Après l'accident d'Hippolyte, un autre esclave de la maison de Thésée se présente et défend le caractère d'Hippolyte, affirmant qu'il était trop noble pour être capable de tout ce dont Phèdre l'accusait. Thésée dit à l'esclave de lui amener Hippolyte mourant par respect pour les dieux. Artémis apparaît à Thésée et lui révèle l'horrible vérité. Hippolyte, gravement blessé, est ramené à la maison de son père. En voyant son fils, Thésée souhaite pouvoir annuler la malédiction et mourir à la place de son fils. Prouvant à quel point il était noble, Hippolyte pardonne à son père ses actes et meurt, laissant Thésée maudire Aphrodite pour toute la douleur qu'elle avait causée.
Conséquences et héritage
Dans sa Description de la Grèce, Pausanias (v. 115 à v. 180 de notre ère) parle du tumulus commémoratif d'Hippolyte qui se trouve en Attique. Selon Pausanias, la mort d'Hippolyte avait été causée par une malédiction, mais il était de notoriété publique chez les Grecs que la véritable raison de sa mort était la passion de Phèdre pour lui et le crime de sa nourrice. Il révéla que le tombeau de Phèdre se trouvait près de celui d'Hippolyte à Corinthe.
À Phocis, il visita un grand bâtiment orné de peintures du peintre grec Polygnotos. Il affirma que la mort de Phèdre était symbolisée dans l'une des peintures qui montrait Ariane assise sur un rocher et regardant sa sœur Phèdre sur une balançoire. Selon Pausanias, cela pourrait avoir un rapport avec la fête des balançoires, qui était un acte d'expiation pour le suicide d'une jeune fille.

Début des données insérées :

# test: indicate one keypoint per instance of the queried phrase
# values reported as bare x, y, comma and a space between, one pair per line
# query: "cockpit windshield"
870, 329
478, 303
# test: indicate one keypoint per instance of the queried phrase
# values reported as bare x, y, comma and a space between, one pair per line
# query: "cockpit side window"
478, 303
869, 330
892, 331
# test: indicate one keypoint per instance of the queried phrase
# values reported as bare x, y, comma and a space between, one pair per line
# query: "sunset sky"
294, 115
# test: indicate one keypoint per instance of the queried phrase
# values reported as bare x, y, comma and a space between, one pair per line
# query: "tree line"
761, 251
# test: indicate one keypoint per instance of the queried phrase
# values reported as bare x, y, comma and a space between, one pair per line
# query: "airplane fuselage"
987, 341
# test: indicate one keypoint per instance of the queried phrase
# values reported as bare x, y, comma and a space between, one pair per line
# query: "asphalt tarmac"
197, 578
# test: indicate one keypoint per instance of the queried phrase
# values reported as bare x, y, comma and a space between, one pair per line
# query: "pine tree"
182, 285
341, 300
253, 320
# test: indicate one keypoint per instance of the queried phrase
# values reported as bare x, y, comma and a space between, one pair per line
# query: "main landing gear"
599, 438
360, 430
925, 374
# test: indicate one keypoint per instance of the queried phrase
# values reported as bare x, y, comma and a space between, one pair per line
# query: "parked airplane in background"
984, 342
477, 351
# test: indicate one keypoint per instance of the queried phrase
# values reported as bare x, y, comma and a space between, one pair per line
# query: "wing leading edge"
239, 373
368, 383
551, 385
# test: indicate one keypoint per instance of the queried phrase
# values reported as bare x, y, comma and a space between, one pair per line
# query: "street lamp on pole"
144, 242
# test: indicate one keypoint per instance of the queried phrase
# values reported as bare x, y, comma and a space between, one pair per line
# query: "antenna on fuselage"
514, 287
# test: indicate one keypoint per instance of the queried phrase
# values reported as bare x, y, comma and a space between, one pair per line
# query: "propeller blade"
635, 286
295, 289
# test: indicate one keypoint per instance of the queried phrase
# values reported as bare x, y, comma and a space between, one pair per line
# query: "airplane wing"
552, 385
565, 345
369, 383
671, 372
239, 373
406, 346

Le personnage tragique de Phèdre est représenté dans de multiples œuvres d'art, de littérature et de musique, notamment dans des pièces de théâtre et des opéras en français, espagnol, italien et russe, dans la pièce de théâtre Désir sous les ormes (1924) du dramaturge américain Eugene O'Neill (1888-1953), dans le roman La danse du taureau (1962) de la romancière anglaise Mary Renault (1905-1983) et dans True Love (2001) du dramaturge et historien américain Charles L. Mee, qui est une réinterprétation moderne de l'histoire de Phèdre.